Definition:Written premium

📝 Written premium is the total amount of premium an insurer records on all policies issued or renewed during a given period, regardless of whether the premium has been collected or the coverage period has begun to run. It stands as one of the most fundamental top-line metrics in the insurance industry — akin to revenue in other sectors — and appears prominently in financial statements, regulatory filings, and rating agency assessments.

📊 The figure captures premium at the moment a policy is bound or renewed, recording the full policy-period amount on the books even if the insurer bills in installments. It differs from earned premium, which recognizes revenue proportionally over the coverage period, and from collected premium, which reflects actual cash received. For example, if an insurer writes a twelve-month commercial property policy on July 1 with a $120,000 premium, the entire $120,000 counts as written premium in that reporting period, while only $60,000 would be earned by December 31. Adjustments for mid-term endorsements, cancellations, and audit premiums flow through as changes to the written figure, meaning it is not purely a static snapshot but a living metric that shifts throughout the year.

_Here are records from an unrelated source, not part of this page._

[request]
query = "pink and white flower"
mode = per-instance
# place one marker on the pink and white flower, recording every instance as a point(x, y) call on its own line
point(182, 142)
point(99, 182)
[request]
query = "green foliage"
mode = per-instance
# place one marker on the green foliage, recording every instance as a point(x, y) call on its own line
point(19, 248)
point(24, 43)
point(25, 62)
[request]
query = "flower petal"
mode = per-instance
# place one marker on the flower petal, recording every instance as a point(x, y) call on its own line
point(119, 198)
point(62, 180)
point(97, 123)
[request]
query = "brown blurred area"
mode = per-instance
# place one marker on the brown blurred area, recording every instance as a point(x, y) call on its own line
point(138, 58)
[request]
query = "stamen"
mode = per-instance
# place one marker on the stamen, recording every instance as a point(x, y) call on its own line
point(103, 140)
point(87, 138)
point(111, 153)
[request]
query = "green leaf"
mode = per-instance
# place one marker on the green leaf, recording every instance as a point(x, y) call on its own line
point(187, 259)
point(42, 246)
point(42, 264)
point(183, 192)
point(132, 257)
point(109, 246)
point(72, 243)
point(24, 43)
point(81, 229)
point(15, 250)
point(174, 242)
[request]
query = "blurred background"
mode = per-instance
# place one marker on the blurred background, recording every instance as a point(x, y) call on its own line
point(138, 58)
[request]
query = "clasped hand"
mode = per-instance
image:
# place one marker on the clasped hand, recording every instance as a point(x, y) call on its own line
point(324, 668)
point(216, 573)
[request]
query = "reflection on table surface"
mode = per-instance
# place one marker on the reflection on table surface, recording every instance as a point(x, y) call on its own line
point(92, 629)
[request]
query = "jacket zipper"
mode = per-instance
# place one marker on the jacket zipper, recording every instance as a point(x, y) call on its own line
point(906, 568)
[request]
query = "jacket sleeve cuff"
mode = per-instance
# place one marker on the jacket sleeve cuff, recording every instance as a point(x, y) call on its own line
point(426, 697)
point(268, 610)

💡 Tracking written premium is essential for gauging growth trajectory, market share, and strategic positioning. Underwriters and executive teams monitor written premium by line of business, geography, and distribution channel to identify emerging trends and allocate capital efficiently. Reinsurers use cedents' written premium volumes to structure treaty reinsurance programs and set ceding commissions. Regulators scrutinize the ratio of net written premium to policyholder surplus as a leverage indicator — if a carrier writes too much premium relative to its surplus, it may signal inadequate capitalization. For MGAs and program administrators, reported written premium is often the benchmark against which binding authority capacity limits and performance targets are measured.